Agosto non è l'omonimo mese, e mi verrebbe da aggiungere: purtroppo. Agosto è (solo?) un cognome, per quanto insolito. State probabilmente immaginando che questa non diventerà una recensione entusiastica dell'ennesimo libro che ho deciso di leggere.

Dunque, vediamo: si parla di scuola, nell'estremo Nord-Est. Siamo a Gorizia, anno scolastico 2010-2011. Marco Vasta insegna materie letterarie in un Istituto Superiore un po' problematico. Anche lui, il prof. Vasta, è abbastanza problematico. Lo sono tutti, in effetti. Nello spazio di un centinaio di pagine che scorrono velocissime (nonostante una geometria di stampa a righe troppo lunghe), vediamo scorrere un anno di scuola, da settembre a giugno. Agosto, invece, siede tra i banchi.
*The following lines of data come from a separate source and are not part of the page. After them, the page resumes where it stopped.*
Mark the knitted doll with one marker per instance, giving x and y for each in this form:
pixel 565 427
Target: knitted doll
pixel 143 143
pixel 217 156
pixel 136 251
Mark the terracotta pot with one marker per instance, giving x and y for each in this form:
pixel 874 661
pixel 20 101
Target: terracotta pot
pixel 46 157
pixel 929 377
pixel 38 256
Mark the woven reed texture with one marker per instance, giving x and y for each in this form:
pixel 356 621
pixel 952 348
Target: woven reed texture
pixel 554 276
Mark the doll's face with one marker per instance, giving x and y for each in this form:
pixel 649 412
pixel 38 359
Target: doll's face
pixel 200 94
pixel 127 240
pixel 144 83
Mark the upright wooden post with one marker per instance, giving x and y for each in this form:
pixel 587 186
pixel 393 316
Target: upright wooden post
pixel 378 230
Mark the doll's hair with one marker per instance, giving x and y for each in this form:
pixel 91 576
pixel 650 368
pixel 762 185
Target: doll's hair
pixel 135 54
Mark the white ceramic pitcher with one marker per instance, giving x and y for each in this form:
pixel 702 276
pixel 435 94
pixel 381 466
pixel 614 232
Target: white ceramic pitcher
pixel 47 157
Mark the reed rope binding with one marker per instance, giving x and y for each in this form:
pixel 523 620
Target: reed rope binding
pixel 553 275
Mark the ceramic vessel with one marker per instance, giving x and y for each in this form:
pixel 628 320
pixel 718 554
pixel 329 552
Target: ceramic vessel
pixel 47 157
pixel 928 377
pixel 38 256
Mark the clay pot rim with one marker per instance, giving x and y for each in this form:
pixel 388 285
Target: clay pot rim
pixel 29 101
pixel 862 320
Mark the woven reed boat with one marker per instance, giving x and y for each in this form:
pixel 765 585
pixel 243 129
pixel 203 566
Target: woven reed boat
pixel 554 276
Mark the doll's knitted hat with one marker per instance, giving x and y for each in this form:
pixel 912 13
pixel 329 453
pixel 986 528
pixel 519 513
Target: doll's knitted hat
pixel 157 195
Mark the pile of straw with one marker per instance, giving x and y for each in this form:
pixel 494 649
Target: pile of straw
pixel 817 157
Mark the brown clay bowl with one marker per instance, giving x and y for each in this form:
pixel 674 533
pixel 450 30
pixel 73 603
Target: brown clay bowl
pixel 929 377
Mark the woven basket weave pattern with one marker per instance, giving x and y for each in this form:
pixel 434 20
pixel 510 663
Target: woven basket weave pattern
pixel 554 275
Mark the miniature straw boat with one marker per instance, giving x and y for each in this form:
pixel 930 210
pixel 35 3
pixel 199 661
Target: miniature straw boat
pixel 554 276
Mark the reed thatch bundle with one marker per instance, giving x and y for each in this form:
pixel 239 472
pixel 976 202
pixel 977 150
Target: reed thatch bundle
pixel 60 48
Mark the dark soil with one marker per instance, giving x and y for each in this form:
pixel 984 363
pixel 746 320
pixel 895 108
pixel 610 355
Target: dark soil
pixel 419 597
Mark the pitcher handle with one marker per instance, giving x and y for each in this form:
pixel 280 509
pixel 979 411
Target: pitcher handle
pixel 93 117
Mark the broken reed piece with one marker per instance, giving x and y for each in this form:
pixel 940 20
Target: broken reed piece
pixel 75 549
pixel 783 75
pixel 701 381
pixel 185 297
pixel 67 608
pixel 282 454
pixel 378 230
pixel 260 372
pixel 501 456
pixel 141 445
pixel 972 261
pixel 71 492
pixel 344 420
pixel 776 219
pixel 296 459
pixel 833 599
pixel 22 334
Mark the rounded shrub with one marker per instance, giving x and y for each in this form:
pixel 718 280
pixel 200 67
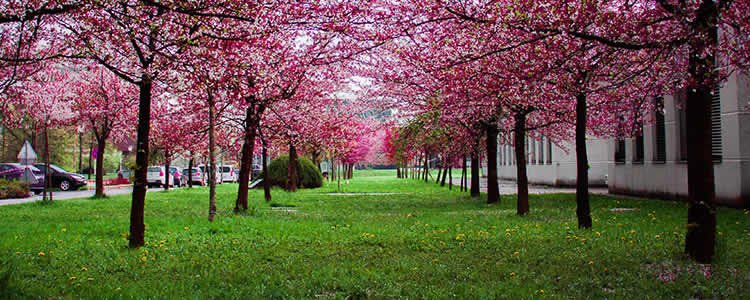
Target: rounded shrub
pixel 309 175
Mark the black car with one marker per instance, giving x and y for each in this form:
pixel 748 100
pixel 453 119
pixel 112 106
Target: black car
pixel 63 179
pixel 29 174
Marco Vasta, come accennato, è un professore piuttosto carismatico, riflessivo e fondamentalmente amato dai suoi allievi. Dopo un divorzio doloroso, a cinquantacinque anni vive del suo lavoro, intensamente ma con qualche stanco automatismo. Attorno a lui sfilano questi quindicenni alle prese con le asperità della vita "adulta": disagio sociale, tragedie famigliari, desiderio di ribellione, bisogno di trovare il proprio posto nel mondo.

La letteratura sulla scuola, si sa, è esposta all'effetto del patetico. Chiunque abbia frequentato una scuola, conserva ricordi belli e brutti; ma difficilmente è possibile resistere alla struggente nostalgia di una stagione che dura poco e svanisce per sempre. L'adolescenza è infinitesima rispetto al resto della nostra vita, eppure la marchia a fuoco. Quei cinque anni (oggi dilatati anche troppo) fra i quattordici e i diciannove corrispondono grosso modo al tempo necessario per diplomarsi. Le ore in classe la mattina, e quelle sui libri nel pomeriggio, comprimono tutto il resto secondo una ben nota legge di conservazione fisica: diminuendo il volume, aumenta la pressione.
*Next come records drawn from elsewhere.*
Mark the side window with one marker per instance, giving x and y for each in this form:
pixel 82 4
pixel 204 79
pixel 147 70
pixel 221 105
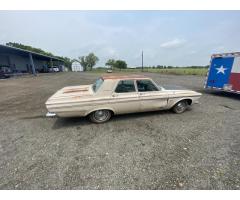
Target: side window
pixel 125 86
pixel 146 85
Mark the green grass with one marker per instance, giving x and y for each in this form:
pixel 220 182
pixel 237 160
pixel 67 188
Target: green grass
pixel 175 71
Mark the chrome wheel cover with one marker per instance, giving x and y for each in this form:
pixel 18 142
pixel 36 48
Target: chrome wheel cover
pixel 101 115
pixel 181 106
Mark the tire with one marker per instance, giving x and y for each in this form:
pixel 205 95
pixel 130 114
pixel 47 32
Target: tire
pixel 180 107
pixel 100 116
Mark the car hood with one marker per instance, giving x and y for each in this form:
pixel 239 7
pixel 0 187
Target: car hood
pixel 71 93
pixel 172 87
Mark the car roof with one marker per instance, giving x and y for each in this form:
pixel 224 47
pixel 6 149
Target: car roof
pixel 125 77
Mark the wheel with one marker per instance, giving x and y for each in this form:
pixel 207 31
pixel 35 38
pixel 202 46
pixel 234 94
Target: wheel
pixel 100 116
pixel 180 107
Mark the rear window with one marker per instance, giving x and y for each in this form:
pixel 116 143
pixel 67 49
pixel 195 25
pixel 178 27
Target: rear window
pixel 125 86
pixel 97 84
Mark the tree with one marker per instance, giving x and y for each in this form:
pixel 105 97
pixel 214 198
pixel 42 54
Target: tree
pixel 121 64
pixel 111 63
pixel 91 60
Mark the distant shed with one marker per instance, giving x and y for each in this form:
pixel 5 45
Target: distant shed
pixel 17 60
pixel 76 67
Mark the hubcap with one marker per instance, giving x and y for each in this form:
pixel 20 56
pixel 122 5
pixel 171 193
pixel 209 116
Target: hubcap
pixel 101 115
pixel 180 107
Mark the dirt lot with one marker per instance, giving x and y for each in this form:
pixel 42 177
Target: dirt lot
pixel 199 149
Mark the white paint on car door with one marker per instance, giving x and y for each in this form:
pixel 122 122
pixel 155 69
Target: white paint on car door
pixel 151 100
pixel 125 98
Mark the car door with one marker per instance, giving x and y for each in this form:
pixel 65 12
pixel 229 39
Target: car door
pixel 125 98
pixel 151 97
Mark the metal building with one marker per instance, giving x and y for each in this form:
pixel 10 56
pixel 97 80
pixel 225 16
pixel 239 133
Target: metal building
pixel 76 67
pixel 15 60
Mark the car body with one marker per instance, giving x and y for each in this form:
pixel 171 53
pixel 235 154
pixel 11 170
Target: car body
pixel 118 94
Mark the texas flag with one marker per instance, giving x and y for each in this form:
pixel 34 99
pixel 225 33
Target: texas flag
pixel 224 71
pixel 235 74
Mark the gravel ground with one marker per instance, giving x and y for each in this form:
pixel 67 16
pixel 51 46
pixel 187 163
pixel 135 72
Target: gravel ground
pixel 199 149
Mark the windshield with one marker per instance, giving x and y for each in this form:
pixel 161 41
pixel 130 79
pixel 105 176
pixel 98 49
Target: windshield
pixel 97 84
Nel libro di Adriano Ossola, anch'egli insegnante di Lettere, questa pressione è il tema portante: ogni personaggio è schiacciato dalla sua pressione, fino a strabuzzare - metaforicamente - gli occhi. Ma proprio per questo, dopo aver chiuso il libro con una certa emozione, si insinua la fatale domanda: che cosa ci insegna questo libro? Perché ci serve? Aggiunge qualcosa di nuovo?

Ecco, la mia risposta da lettore non professionista è che manca l'originalità. Il professore è tormentato, sentimentalmente deluso, maltrattato dalla ex-moglie, incapace di dialogare con i figli ormai grandi. Ma che, davero? Però è tanto bravo ad ascoltare i suoi ragazzi, e si limita perfino a "coriandoli" di lezione quando l'atmosfera è troppo tesa, cioè quasi sempre. La scuola serve a formare, e alla fine, tra un coriandolo e l'altro, ognuno avrà la sua forma. Vuota però, dobbiamo dedurre.
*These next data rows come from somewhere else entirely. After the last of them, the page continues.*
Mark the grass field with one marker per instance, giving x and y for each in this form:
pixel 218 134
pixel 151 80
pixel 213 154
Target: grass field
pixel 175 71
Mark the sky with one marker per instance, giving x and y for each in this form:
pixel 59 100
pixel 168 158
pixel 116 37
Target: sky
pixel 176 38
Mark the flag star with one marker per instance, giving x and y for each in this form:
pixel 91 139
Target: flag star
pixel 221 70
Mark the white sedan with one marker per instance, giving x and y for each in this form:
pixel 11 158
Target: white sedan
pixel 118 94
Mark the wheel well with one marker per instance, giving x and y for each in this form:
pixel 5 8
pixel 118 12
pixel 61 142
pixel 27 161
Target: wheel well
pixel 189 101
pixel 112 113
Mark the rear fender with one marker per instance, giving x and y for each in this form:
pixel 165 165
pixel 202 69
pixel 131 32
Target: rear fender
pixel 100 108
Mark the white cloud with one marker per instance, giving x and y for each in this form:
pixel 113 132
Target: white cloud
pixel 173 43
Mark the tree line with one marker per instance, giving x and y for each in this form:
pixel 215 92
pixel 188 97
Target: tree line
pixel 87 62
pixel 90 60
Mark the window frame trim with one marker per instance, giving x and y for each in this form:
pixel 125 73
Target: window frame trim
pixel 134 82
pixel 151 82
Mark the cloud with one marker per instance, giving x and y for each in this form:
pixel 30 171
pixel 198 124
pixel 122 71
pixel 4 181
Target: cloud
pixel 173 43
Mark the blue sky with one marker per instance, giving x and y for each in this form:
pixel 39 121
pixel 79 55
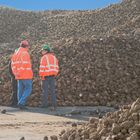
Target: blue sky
pixel 37 5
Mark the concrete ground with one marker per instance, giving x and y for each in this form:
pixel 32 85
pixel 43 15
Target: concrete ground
pixel 35 123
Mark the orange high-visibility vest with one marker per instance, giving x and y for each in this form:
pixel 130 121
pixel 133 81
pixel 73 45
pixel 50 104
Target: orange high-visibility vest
pixel 48 65
pixel 21 64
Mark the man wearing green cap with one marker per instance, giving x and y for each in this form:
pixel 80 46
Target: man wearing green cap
pixel 48 71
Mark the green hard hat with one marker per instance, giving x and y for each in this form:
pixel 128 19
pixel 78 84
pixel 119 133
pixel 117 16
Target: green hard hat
pixel 46 47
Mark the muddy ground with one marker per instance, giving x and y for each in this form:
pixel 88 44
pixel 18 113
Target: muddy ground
pixel 35 123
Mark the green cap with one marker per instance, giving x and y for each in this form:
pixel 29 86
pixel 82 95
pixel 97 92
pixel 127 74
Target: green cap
pixel 46 47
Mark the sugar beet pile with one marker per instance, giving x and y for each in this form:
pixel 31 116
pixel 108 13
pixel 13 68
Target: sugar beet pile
pixel 98 52
pixel 120 125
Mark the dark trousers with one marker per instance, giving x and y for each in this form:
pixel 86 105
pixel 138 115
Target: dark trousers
pixel 14 91
pixel 49 83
Gli allievi, da parte loro, sono abbastanza incredibili: curiosi, ribelli, pronti ad emozionarsi per un racconto contemporaneo e una pacca sulla spalla. Nella mia esperienza, gli studenti degli anni Dieci soffrono proprio del male opposto: apatia, isolamento, bisogno di velocità superficiale. Quelli di Ossola sembrano ragazzi del 1970, fondamentalmente assetati di socializzazione.
Perfino la tragedia che raggiunge il climax del racconto ha il sapore di decenni con la zampa di elefante e di gonne a fiori, senza ovviamente negare che alcuni vizi appartengono ad ogni epoca.

In conclusione, non vorrei sembrare eccessivamente negativo. Il lungo racconto di Adriano Ossola, seppur scritto senza grandi guizzi di stile e di trama, è comunque una lettura capace di dare emozioni. Forse un po' facili, ed è qui la maggior delusione per chi legge. A volte vorremmo una scuola diversa, anche a costo di rinunciare ad alcuni temi di sicuro effetto.